Discriminator approach (pre-Hibernate 6) using @Filter:

Java
@Entity
@FilterDef(name = "tenantFilter", parameters = @ParamDef(name = "tenantId", type = String.class))
@Filter(name = "tenantFilter", condition = "tenant_id = :tenantId")
public class Employee {
    @Column(name = "tenant_id")
    private String tenantId;
}
// Must enable filter on every session: session.enableFilter("tenantFilter").setParameter(...)

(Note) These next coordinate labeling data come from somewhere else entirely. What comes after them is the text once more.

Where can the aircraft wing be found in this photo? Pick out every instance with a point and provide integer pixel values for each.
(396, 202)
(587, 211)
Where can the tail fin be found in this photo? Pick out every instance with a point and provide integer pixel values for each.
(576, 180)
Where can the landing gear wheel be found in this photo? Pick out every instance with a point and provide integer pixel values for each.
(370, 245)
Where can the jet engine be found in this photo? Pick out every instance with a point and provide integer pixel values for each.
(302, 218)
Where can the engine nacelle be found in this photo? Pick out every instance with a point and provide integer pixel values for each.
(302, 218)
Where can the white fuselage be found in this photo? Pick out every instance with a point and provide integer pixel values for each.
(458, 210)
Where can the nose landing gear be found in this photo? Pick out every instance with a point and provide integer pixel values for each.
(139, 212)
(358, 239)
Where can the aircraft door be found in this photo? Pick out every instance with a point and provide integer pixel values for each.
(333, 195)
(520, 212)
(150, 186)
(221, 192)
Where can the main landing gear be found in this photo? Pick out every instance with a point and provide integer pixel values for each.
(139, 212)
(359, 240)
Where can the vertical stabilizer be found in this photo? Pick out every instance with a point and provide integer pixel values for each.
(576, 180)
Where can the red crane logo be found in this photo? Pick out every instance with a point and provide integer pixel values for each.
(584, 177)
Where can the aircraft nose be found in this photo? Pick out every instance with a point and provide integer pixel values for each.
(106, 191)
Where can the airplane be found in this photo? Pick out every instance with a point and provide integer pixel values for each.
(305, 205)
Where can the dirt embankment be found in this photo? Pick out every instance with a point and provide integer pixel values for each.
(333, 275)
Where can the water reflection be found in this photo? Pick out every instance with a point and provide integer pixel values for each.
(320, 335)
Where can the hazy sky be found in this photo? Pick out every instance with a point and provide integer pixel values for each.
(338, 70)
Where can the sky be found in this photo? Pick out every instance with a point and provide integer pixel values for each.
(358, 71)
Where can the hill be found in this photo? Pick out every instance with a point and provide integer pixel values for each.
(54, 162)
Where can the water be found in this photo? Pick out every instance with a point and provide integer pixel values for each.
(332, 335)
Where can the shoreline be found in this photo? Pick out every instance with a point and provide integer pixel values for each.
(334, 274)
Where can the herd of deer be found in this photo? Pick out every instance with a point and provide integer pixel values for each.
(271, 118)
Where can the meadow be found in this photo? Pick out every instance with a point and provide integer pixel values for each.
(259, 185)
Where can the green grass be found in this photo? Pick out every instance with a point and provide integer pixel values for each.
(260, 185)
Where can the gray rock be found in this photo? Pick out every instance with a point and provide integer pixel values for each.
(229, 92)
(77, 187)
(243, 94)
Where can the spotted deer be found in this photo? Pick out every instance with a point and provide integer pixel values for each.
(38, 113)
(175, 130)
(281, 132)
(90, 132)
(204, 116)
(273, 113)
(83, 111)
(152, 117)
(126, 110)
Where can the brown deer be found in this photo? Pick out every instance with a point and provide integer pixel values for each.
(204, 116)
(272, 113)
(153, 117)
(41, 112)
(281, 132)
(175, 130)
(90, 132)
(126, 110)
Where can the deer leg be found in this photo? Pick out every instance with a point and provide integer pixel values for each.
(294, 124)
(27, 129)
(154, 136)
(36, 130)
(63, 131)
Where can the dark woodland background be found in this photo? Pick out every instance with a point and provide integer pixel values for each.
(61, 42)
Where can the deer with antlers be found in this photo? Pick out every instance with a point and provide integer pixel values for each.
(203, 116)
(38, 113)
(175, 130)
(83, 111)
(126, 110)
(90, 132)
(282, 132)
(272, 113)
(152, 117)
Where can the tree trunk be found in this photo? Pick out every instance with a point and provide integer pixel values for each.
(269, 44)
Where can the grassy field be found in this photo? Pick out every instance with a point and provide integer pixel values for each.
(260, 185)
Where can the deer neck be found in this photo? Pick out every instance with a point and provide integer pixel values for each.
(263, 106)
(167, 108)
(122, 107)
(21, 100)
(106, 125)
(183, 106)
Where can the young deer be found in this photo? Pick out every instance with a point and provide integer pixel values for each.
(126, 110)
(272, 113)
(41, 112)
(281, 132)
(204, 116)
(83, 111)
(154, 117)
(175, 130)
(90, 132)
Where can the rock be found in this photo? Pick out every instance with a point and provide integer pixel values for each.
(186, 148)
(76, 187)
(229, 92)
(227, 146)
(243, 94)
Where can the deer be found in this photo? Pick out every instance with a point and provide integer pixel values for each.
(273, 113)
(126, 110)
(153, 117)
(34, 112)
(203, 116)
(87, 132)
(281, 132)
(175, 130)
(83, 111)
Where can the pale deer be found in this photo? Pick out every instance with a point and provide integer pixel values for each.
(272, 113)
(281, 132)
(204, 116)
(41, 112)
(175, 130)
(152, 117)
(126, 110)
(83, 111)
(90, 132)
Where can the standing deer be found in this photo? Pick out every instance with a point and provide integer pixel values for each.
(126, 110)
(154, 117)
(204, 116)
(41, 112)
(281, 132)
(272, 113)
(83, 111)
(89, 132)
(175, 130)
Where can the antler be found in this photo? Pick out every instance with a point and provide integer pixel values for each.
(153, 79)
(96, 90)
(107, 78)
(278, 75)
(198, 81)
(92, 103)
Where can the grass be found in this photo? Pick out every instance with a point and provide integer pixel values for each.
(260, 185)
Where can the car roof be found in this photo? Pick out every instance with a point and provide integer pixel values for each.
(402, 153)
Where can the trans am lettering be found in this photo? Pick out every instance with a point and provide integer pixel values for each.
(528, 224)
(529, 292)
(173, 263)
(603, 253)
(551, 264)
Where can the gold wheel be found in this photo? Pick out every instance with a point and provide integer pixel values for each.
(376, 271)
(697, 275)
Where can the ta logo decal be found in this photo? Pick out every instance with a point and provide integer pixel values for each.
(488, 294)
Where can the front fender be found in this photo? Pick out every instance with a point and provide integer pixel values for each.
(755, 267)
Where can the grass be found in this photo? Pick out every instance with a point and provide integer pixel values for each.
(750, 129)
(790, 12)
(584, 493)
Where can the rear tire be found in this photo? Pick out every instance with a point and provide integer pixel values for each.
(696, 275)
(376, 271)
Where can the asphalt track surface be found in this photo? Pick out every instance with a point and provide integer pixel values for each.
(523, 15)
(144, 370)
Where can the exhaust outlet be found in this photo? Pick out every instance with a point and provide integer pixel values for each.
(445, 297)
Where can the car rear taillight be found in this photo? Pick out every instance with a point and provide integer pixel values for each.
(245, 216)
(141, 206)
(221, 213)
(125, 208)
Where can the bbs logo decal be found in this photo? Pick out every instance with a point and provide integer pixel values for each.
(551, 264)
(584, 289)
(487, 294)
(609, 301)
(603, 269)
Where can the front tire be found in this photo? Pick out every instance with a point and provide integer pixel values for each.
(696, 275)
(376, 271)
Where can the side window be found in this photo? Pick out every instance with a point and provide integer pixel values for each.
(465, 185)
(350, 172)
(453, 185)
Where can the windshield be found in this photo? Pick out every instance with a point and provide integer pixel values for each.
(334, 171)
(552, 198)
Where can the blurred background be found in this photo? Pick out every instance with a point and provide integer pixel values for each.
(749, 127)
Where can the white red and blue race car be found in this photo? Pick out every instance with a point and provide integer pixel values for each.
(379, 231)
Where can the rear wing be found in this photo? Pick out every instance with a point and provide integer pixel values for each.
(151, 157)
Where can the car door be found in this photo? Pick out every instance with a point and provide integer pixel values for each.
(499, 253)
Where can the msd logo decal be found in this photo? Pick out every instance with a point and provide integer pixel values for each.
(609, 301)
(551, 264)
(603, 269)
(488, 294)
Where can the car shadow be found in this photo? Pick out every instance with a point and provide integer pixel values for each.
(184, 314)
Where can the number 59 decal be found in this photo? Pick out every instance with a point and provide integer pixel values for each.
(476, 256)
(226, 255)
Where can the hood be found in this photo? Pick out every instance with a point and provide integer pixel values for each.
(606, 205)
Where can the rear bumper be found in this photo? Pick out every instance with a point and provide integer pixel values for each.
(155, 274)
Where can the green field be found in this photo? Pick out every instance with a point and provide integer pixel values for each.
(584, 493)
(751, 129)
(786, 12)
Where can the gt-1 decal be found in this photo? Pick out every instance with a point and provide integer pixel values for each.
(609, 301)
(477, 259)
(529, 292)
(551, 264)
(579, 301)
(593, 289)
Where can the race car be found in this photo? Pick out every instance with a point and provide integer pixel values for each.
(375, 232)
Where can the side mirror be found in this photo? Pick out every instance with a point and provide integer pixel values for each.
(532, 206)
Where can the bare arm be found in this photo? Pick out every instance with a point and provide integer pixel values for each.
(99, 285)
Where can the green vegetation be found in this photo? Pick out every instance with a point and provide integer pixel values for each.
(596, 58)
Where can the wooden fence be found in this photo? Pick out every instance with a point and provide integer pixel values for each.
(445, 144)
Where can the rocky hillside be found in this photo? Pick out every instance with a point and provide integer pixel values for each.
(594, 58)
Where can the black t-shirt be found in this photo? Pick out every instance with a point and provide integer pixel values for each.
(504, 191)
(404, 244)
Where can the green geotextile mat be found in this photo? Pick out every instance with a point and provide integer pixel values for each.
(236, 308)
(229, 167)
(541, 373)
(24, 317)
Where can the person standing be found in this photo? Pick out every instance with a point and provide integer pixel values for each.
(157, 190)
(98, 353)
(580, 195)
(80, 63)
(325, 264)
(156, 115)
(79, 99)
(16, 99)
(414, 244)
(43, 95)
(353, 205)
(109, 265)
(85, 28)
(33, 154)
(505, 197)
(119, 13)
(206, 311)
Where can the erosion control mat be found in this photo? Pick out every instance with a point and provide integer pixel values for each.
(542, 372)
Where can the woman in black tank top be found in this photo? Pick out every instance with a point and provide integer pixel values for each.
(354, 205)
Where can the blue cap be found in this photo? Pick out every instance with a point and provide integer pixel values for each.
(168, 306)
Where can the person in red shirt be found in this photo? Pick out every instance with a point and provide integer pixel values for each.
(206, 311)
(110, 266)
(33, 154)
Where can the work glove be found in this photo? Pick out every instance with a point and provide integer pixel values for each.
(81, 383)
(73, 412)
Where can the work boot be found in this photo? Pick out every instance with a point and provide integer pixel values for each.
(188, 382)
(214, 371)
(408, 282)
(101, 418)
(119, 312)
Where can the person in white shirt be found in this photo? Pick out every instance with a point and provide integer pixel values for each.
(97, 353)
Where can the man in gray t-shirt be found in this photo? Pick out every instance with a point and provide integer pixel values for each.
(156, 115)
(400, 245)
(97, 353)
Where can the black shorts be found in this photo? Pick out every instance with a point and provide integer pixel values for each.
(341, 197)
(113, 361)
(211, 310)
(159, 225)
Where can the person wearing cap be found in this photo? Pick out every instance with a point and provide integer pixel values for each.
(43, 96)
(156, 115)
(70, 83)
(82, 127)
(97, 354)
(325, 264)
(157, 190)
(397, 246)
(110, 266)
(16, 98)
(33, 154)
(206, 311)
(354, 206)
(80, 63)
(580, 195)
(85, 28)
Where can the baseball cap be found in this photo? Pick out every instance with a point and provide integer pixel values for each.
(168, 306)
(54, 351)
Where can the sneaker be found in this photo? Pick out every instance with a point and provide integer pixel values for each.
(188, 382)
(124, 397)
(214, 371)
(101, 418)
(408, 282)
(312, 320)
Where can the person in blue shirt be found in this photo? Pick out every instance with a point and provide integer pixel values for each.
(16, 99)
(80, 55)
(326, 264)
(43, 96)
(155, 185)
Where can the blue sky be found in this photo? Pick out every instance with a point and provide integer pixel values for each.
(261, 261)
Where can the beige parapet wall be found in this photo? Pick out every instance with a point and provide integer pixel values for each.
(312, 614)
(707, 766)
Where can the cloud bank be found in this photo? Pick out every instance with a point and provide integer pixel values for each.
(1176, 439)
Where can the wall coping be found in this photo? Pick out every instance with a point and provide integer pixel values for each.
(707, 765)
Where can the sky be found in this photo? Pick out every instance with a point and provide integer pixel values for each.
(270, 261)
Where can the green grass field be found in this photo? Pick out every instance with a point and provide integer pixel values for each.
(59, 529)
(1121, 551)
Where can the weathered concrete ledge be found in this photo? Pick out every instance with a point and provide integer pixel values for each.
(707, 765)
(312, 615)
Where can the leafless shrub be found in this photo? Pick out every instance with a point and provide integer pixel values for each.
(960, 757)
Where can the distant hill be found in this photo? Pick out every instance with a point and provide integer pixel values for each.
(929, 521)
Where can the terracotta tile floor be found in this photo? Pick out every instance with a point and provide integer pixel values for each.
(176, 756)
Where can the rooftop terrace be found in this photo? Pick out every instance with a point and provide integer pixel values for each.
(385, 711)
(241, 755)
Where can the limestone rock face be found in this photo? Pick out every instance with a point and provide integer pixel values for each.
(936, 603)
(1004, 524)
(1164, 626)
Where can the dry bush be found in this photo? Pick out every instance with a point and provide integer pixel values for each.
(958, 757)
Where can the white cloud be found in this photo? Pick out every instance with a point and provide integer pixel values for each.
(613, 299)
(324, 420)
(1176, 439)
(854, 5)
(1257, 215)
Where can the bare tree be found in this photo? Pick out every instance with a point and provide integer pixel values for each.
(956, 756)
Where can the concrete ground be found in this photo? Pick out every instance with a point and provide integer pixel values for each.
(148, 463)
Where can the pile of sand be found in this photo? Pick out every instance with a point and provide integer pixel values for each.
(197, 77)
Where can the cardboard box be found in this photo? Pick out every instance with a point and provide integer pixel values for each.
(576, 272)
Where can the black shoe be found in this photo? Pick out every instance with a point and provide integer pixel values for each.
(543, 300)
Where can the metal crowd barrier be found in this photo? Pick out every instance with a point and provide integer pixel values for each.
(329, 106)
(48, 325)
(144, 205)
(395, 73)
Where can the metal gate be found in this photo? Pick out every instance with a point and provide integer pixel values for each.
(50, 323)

When to use: Start with discriminator (simplest, cheapest, scales to millions of tenants). Move to separate schema when tenants need custom indexes, different backup schedules, or medium isolation. Move to separate database only for regulatory compliance (HIPAA, SOC2 requiring physical separation).

Gotchas: (1) Discriminator strategy -- forgetting the @Filter or @TenantId exposes data across tenants (security disaster). Always have integration tests verifying tenant isolation. (2) Schema strategy -- DDL migrations must be applied to ALL schemas (Flyway supports this with schemas config). (3) Database strategy -- connection pools multiply per tenant (10 tenants x 20 connections = 200 connections). Use dynamic pool creation with lazy initialization. (4) Cross-tenant queries (admin dashboards) require bypassing the tenant filter -- use a StatelessSession or disable the filter temporarily. (5) The @TenantId annotation (Hibernate 6) is much simpler than @Filter -- prefer it for new projects. It automatically adds the WHERE clause and sets the value on persist.


Quick Reference

Topic Key Takeaway
JPA vs Hibernate JPA = spec, Hibernate = implementation. Code to JPA interfaces.
Entity States Transient -> Managed -> Detached/Removed. Only Managed entities are tracked.
L1 vs L2 Cache L1 = per session (always on). L2 = shared (opt-in, needs provider).
Fetching Default to LAZY. Use JOIN FETCH or @EntityGraph when needed.
N+1 Problem Fix with JOIN FETCH, @BatchSize, or @EntityGraph.
Locking Optimistic (@Version) for read-heavy. Pessimistic (FOR UPDATE) for write-heavy.
Batch Inserts SEQUENCE strategy + batch_size + periodic flush/clear.
Schema Mgmt Flyway/Liquibase for production. hbm2ddl.auto=validate only.
Spring Data Derived queries for simple cases. Specifications/QueryDSL for dynamic filters.